The F Word: Forbearance
Even though it had nothing directly to do with the Non-QM market, forbearance was an F word of sorts for lenders in the segment. The government wasn’t backing their loans to begin with. “Forbearance was never in anyone’s vocabulary before the pandemic,” Hutchens said.
Suddenly customers were inquiring about it. “Part of the challenge was the government was saying if you need forbearance, you’ll get one.” But of course only for government backed mortgages. That forced companies like Angel Oak to extend the olive branch of financial assistance to those who needed it. “Most borrowers once educated about it wouldn’t take it. But if people were in a hardship, they were given it,” Hutchens said.
Investors Did Wrong
John R. Lynch, CEO and founder of PCMA Private Client, said long-term errors were made by investors with short-term focuses. “The gravest mistake during the early stages of the pandemic were made by the major liquidity providers exiting the market immediately and not honoring their commitments to purchase loans from their seller partners and warehouse banks. This not only hurt the firms originating these loans, but strained warehouse line relationships, but irreparably damaged the reputation of the Non-QM market.
“Now as the non-QM market is regaining its footing and market appeal and the liquidity providers re-enter the market, you have major push back by the warehouse lenders who will no longer accept these firms as counterparties and the seller partners have moved their origination capabilities to more acceptable and consistent agency originations and will most likely never come back to NQM.
Lynch lamented that “the street firms and hedge funds that looked to profit from this amazing market opportunity should have been good stewards and taken the approach of long term investors. Instead, they were in it for the trade and not for the good of the market. The moment the market traded away from their position, they were out.”
“If they thought like investors of a great opportunity and not like typical vulture traders, they would have recognized this was temporary, honor their covenants, protect their partnerships and invest long term in the health and well being of the category,” he charges. “This was the biggest and most unforgiveable mistakes that were made.”
One Year Later
Hutchens said there continues to be a bigger demand from borrowers for Non-QM products.
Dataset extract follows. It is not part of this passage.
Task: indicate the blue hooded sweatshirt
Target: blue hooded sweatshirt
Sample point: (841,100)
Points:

S&P Global shares his optimism. It says that Non-QM issuance volumes will return to 2019 levels this year, reaching an estimated $25 billion, due to a strong purchase loan market and slowing agency refinancing activity. It also thinks that older Non-QM securitization cleanup calls could contribute to additional new securitization collateral in the low-interest rate environment.
“The gig economy and the gig worker are growing exponentially,” Hutchens points out. “It’s a gig economy with remote working. Employers don’t give out W2s as much any more. We see more 1099s and the self-employed and credit challenges that signify growth.”
And that, he asserts, means there’s money to be made. “There’s so much opportunity for originators. When refinancing goes down, everybody starts working harder on purchase loans.”
That’s a sentiment shared by others in the industry. “We anticipate that the upcoming market will attract more brokers and lenders to Non-QM business,” says Aaron Samples, CEO of First Guaranty Mortgage Corporation. “As rates increase and borrower fatigue around refinance takes hold, we believe that purchase business will climb and it will be necessary to reach these borrowers who fall outside of agency guidelines. The increase in home prices, building costs, and self-employed borrowers is likely to drive exponential growth in the Non-QM space.”